PS_RalphW wrote:................

There will be no surge of jobs for the skilled or unskilled unemployed Brit, because the jobs are either in skills the Brits don't have, or in roles that few Brits are willing to take on for the money that it is economic to pay. Increasingly it will be cheaper to automate unskilled jobs out of existence.

Sorry for the rant. Back to the political bubble that most of the UK is thoroughly sick of.
I don't think that we have that number of unemployed to fill these jobs any way. I think that we seriously need to set up government funded paid training for the jobs which we do need to be filled and start to lose jobs like railway guards (training most of them as drivers?). We can tax the industries that are receiving the trainees to get the money back or print the money instead.

The world population will start to plateau and then reduce in a few years and it will become unacceptable, or it ought to, to poach the population from other countries to bolster our own economic output at the third world's expense. When the world population plateaus it will also become more expensive to get hold of migrant growth fodder so we will have to start thinking about how we can make our own economy sustainable with a static or shrinking population. So why not start now?

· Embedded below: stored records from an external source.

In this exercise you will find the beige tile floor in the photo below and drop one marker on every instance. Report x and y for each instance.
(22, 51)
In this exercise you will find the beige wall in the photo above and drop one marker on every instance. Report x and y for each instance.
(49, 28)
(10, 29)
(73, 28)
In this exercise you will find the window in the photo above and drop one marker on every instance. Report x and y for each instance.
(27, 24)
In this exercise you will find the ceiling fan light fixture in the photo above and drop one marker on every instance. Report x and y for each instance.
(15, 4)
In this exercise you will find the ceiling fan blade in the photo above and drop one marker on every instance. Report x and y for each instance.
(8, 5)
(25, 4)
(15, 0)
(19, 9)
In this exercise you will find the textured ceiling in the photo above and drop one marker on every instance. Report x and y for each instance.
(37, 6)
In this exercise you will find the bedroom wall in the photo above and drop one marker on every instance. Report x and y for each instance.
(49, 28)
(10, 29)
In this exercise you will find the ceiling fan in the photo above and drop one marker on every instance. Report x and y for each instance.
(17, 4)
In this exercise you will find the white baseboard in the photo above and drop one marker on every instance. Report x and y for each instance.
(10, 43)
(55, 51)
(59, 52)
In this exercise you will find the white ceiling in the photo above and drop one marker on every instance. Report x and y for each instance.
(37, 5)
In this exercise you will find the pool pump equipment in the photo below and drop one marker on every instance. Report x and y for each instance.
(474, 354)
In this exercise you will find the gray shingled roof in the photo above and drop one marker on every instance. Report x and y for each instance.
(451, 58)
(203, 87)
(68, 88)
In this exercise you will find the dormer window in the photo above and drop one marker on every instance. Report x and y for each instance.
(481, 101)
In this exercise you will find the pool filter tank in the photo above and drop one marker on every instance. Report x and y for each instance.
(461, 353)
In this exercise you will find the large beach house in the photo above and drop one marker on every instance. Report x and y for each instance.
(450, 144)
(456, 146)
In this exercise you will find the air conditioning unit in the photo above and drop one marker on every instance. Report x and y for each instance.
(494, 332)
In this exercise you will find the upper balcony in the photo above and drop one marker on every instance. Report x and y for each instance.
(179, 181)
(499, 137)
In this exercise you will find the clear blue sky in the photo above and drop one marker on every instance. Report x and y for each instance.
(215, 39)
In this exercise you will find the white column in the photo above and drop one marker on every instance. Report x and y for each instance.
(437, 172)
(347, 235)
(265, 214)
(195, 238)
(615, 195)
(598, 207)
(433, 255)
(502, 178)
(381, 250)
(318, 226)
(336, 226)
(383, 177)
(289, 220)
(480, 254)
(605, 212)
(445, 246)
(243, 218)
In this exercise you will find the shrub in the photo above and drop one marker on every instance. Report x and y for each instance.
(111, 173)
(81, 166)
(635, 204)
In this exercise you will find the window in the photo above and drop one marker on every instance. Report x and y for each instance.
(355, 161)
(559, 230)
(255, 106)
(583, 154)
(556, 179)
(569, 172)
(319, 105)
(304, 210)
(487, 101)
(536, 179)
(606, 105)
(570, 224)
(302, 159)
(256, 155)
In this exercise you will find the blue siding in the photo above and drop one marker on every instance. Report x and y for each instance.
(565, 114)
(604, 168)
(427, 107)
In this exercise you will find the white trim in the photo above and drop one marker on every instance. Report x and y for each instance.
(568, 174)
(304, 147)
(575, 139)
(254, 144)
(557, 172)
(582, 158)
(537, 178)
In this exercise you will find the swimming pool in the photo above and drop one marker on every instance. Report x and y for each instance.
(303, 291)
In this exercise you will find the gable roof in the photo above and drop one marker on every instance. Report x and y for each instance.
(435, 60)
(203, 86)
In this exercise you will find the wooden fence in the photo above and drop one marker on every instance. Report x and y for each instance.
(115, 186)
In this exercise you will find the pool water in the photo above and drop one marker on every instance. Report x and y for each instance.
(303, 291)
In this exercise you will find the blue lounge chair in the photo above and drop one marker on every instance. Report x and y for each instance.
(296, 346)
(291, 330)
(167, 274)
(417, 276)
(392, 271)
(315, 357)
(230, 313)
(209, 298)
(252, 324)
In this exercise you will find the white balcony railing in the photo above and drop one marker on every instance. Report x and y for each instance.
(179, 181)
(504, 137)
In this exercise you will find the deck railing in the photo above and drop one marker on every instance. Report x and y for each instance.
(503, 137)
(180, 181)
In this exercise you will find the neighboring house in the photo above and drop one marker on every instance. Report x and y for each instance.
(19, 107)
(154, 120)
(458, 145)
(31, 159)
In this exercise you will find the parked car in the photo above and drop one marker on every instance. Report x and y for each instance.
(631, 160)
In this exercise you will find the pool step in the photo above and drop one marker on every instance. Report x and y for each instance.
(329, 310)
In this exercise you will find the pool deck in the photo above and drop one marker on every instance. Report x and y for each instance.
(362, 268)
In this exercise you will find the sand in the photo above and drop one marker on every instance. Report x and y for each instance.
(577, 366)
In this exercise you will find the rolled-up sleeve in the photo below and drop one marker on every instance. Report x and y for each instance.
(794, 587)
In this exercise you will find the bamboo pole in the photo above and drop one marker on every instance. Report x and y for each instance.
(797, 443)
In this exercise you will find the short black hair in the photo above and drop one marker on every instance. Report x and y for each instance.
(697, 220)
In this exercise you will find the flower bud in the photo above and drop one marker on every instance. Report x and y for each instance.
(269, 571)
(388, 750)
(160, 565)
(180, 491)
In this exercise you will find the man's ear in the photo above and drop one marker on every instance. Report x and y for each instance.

The UK population was 42 million and falling, as was a lot of Europe, in the early 1950s because the population was not replacing itself. To stimulate the economy the government instigated mass migration from the Commonwealth. We now have a population of 64 million plus and still rising and the economy still needs immigrants to prop it up! When will it end? We have had an average nett migration figure of about 340,000 people per year for 65 years and we still haven't solved the problem of balancing jobs with people!!

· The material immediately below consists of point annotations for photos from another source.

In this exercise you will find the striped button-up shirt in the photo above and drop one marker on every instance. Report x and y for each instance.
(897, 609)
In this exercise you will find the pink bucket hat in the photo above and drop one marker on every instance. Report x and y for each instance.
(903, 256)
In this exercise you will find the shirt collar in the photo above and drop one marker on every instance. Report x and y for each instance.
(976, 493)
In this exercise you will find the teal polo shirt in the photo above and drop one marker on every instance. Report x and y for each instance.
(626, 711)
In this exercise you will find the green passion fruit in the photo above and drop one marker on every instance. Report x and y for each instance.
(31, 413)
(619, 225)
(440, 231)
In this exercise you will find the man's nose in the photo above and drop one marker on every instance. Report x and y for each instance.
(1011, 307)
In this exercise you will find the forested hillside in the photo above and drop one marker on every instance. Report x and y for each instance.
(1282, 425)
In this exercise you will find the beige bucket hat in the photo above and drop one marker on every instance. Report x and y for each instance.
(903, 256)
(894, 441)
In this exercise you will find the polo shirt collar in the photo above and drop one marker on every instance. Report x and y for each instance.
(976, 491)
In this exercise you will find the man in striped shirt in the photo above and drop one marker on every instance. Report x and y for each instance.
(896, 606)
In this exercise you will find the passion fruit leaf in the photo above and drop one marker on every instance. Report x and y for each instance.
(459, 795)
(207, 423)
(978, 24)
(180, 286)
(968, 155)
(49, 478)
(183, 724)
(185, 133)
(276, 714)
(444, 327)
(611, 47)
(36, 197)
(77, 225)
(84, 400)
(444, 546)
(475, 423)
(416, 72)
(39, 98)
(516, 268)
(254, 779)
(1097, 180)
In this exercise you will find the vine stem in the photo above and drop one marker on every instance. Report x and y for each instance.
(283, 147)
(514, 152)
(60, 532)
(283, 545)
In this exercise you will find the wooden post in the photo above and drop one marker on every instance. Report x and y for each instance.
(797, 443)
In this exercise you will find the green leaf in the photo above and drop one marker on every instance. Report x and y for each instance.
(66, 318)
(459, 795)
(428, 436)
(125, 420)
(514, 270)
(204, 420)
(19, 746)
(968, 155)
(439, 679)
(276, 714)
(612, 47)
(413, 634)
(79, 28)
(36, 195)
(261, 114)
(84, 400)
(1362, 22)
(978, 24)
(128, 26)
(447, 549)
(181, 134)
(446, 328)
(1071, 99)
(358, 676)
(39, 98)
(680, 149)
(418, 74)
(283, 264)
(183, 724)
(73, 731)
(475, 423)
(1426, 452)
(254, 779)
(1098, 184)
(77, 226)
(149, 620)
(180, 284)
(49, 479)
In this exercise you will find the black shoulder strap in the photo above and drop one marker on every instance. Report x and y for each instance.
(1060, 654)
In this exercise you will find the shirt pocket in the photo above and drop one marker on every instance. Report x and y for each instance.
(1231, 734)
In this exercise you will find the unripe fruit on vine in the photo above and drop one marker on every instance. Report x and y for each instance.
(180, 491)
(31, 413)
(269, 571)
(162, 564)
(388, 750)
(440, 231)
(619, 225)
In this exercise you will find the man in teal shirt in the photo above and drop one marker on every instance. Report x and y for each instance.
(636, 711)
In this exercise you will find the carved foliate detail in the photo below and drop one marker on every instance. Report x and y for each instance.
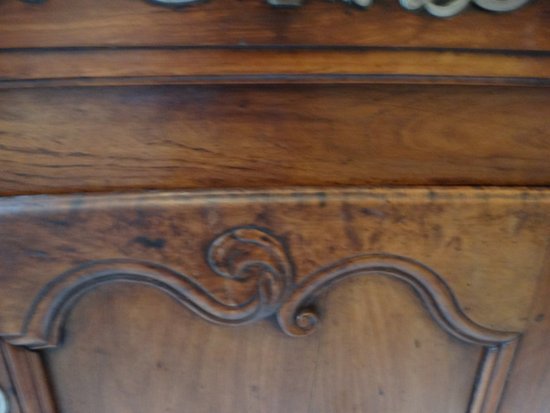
(255, 259)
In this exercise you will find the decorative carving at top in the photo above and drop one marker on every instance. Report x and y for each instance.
(438, 8)
(246, 255)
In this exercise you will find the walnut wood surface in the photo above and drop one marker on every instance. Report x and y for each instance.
(452, 229)
(530, 380)
(261, 65)
(77, 23)
(29, 382)
(374, 352)
(101, 139)
(375, 346)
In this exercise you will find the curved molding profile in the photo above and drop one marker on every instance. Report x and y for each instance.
(260, 267)
(438, 8)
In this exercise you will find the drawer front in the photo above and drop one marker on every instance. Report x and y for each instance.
(403, 300)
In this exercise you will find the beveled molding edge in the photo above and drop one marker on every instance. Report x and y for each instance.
(437, 8)
(250, 254)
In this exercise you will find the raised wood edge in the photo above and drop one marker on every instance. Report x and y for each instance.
(256, 254)
(104, 66)
(264, 259)
(29, 379)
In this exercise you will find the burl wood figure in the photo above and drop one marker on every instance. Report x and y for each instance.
(230, 207)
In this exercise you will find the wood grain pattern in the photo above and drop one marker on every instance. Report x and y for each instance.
(375, 353)
(530, 378)
(102, 139)
(29, 380)
(233, 22)
(452, 229)
(6, 385)
(248, 273)
(261, 65)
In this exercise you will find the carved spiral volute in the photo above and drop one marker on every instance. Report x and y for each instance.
(251, 253)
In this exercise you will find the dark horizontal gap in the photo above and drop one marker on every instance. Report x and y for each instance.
(275, 78)
(260, 47)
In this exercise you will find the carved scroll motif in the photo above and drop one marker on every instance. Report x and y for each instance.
(438, 8)
(256, 261)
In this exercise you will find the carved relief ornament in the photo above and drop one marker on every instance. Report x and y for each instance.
(254, 257)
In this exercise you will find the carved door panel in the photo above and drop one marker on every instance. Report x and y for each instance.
(283, 301)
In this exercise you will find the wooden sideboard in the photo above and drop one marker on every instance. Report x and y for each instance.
(271, 207)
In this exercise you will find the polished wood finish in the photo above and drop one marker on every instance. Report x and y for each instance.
(23, 68)
(349, 364)
(229, 208)
(29, 384)
(530, 379)
(98, 139)
(85, 23)
(198, 248)
(57, 266)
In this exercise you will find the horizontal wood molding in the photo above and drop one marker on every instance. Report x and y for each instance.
(267, 65)
(253, 22)
(173, 137)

Rather than helping out the Commonwealth and, more recently, Eastern Europe by sending work to those countries we have been poaching their population to keep ourselves in the manner to which we have become accustomed. It is colonisation by a different means. Rather than working the colonials into the ground in their own countries and taking the profits we bring them here to work them into the ground and we still take the profits. It's still colonialism but the bleeding heart liberal anti colonialists can feel better about it because "we are giving people jobs and a better environment."

Never mind that we are destroying the environment of our planet by giving people who formerly had a less than one tonne of carbon lifestyle a five or ten tonne one and giving that expectation to all the migrants friends at home to boot. We've also built out all the infrastructure, well maybe we are more than a few houses short, for 22 million people at god knows what carbon cost to the environment and loss of habitats in this country for wildlife and the loss of the ability to feed ourselves from our own land.

We are addicted to migration as well as fossil fuels.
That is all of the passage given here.